The idea for Rosie’s Rainbow Fund came from Carolyn’s daughter Rosie, who spent six months receiving treatment in hospital. During her stay, Rosie, who was a talented performer, planned to raise money when she was better and put on shows to make life more bearable for the children on the wards. For Carolyn and her family, the strain of having a child in hospital for a long stay became increasingly difficult, and they wanted to offer support to other families in a similar situation.

Rosie’s Rainbow Fund has fulfilled Rosie’s wish to bring music to the wards. The organisation funds approximately 20 therapy sessions a week across three hospitals, The John Radcliffe Hospital in Oxford, the Royal Berkshire Hospital in Reading, and Stoke Mandeville Hospital in Aylesbury. The parents of hospitalised children can benefit from aromatherapy sessions, which help reduce stress, and the charity also offers a bereavement support service. The charity provides music therapy sessions and equipment to 8 special needs schools and respite centres in the area.
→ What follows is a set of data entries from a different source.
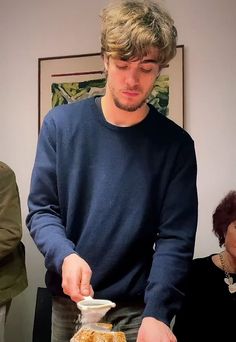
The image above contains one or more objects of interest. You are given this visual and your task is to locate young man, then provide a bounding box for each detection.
[0,161,28,342]
[27,1,197,342]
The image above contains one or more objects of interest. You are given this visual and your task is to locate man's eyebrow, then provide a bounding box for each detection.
[140,59,158,64]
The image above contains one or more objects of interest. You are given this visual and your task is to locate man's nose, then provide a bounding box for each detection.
[126,70,139,87]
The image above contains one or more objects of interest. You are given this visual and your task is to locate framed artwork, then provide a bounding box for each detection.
[38,45,184,130]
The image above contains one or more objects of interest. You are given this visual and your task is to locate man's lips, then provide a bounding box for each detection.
[122,90,139,97]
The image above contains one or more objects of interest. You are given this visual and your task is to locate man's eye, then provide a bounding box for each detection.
[116,64,127,69]
[141,68,152,74]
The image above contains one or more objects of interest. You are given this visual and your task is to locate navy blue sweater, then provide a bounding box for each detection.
[26,98,197,324]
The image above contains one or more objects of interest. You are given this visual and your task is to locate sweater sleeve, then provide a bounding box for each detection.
[26,113,75,274]
[144,138,197,325]
[0,163,22,260]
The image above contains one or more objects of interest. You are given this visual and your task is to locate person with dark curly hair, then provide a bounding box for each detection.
[173,191,236,342]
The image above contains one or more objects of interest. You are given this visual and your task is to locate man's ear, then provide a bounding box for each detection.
[103,54,108,73]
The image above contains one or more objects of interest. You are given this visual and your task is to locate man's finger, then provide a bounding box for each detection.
[80,270,92,296]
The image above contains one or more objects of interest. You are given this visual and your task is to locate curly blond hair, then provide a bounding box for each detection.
[101,0,177,65]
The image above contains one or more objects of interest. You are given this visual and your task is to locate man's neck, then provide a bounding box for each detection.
[101,95,149,127]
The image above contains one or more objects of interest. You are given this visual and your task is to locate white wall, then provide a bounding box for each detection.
[0,0,236,342]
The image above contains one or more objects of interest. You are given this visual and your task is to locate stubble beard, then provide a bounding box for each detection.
[113,96,146,112]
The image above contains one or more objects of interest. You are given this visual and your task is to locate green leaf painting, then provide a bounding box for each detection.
[51,75,169,116]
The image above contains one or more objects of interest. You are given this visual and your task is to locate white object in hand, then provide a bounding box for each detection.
[77,296,116,324]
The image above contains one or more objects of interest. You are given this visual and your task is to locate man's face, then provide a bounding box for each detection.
[104,48,160,112]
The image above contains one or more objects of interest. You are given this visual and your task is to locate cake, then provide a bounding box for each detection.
[71,324,126,342]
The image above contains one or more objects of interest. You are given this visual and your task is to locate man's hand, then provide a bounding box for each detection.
[62,253,93,302]
[137,317,177,342]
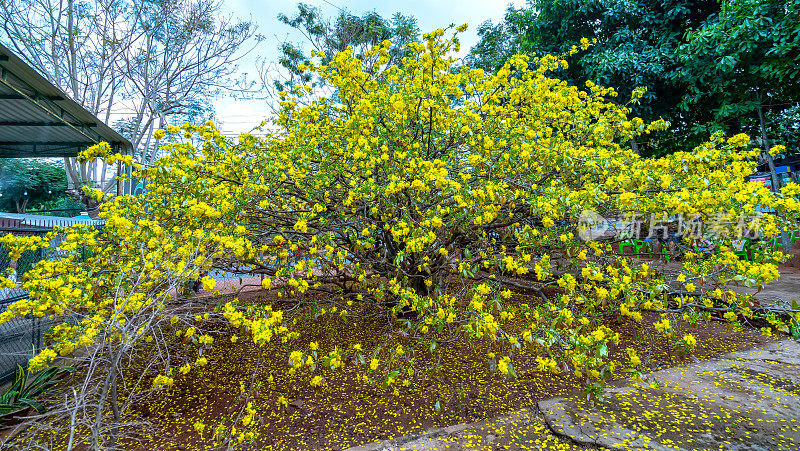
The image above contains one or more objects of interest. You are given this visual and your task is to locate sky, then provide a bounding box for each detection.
[214,0,525,136]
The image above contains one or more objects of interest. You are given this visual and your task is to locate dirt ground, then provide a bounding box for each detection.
[108,293,769,450]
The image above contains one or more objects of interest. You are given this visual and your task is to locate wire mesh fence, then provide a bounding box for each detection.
[0,217,94,383]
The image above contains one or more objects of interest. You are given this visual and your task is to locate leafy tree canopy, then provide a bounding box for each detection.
[0,27,800,447]
[273,3,419,95]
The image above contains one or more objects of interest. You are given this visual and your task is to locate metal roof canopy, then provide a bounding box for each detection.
[0,44,132,158]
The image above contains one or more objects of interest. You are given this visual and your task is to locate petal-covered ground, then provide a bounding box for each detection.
[112,288,768,450]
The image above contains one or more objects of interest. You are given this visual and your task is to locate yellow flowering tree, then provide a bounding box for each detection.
[0,24,800,440]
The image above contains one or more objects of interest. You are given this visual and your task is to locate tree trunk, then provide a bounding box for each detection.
[758,103,792,254]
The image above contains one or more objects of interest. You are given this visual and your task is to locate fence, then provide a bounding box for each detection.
[0,213,97,383]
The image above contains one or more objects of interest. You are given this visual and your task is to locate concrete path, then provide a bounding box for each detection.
[349,340,800,451]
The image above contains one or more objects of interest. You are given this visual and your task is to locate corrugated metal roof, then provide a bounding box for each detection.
[0,44,131,158]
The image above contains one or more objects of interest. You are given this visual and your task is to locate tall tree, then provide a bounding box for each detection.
[468,0,719,154]
[678,0,800,249]
[675,0,800,157]
[261,3,419,104]
[0,0,255,212]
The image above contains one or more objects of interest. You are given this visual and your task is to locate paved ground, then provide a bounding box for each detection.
[348,340,800,451]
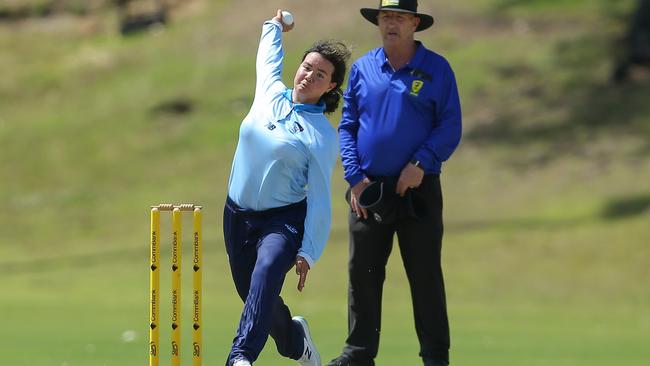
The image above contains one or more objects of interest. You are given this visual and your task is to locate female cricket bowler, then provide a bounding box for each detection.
[223,10,350,366]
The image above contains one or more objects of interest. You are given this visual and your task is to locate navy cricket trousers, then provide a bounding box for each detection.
[223,198,307,366]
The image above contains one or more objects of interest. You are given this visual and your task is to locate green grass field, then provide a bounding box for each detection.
[0,0,650,366]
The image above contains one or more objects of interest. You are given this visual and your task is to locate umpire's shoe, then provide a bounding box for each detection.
[327,355,375,366]
[424,359,449,366]
[291,316,321,366]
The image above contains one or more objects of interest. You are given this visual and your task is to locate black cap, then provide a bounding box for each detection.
[361,0,433,32]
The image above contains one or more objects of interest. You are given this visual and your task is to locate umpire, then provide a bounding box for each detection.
[328,0,461,366]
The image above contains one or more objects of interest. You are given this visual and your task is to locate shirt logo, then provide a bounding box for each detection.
[411,80,424,97]
[289,122,305,133]
[381,0,399,6]
[284,224,298,234]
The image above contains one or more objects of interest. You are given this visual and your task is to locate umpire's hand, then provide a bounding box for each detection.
[350,178,370,219]
[395,163,424,197]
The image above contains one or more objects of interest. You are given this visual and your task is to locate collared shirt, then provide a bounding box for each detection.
[228,20,337,267]
[339,42,461,186]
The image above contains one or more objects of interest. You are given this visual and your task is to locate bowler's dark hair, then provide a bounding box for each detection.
[302,40,351,113]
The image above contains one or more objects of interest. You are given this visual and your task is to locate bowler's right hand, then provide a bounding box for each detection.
[350,178,370,219]
[273,9,296,32]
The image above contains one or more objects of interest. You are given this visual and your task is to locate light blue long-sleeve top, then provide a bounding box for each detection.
[228,20,338,268]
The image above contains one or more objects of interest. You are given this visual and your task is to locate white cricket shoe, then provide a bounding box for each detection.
[291,316,321,366]
[232,359,251,366]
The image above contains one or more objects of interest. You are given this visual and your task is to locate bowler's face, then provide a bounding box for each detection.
[377,11,420,44]
[293,52,336,104]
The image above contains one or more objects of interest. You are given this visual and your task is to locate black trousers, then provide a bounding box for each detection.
[343,175,449,365]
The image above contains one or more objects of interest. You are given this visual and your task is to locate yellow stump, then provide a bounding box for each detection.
[149,208,160,366]
[172,208,183,366]
[192,208,203,366]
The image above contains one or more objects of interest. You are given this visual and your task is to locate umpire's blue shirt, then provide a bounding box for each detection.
[339,42,462,186]
[228,20,337,268]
Carolyn remains the driving force behind the charity. She pays visits to the three hospitals to support the parents of hospitalised children and complement the work of the music therapists. She is an active fundraiser who has raised around £750,000 through activities such as large scale shows with hundreds of child performers and line ups of West End artistes and celebrities, fund raising balls and family fun days, and she also seeks to raise the profile of the charity by speaking at clubs and businesses. The moving song she has written entitled “You Paint The Rainbow” is the charity’s theme song and a new arrangement and recording of the song is being launched on December 2nd. Outside of her voluntary work, Carolyn cares for her five-year old son. Her older daughter Ellie is a trustee of the charity and helps with the running of the school. Lucy Benjamin, star of EastEnders, and Joanne Froggatt of Downton Abbey are both graduates of Redroofs and serve as patrons of Rosie’s Rainbow Fund.

Prime Minister David Cameron said:

“Carolyn has turned personal heartache into a wonderful legacy for her daughter. Rosie’s Rainbow Fund brings joy to children who have been in hospital for a long time and provides invaluable support to parents going through painful and difficult times. I am delighted to recognise Carolyn as the 167th Point of Light winner.”

Carolyn said:

“I am thrilled and honoured to receive the Point Of Light award. My beautiful daughter Rosie is the inspiration for all that has been achieved through the work of Rosie’s Rainbow Fund. Her motto was always “Don’t talk about it DO it” and I simply enable her legacy to continue and DO IT because of her and for her. I was immensely proud of her courage and goodness and hope she is proud of her mum as she looks down from her rainbow”.

Theresa May MP said:

“Carolyn Mayling’s story is an inspiration for everyone in Maidenhead. Having suffered the tragedy of losing her daughter, and knowing how difficult it can be for children who need a long stay in hospital, she has built up Rosie’s Rainbow Fund to offer support to sick and disabled children and their families. I congratulate Carolyn on this deserved award.”

The daily Points of Light award recognises outstanding individual volunteers - people who are making a change in their community.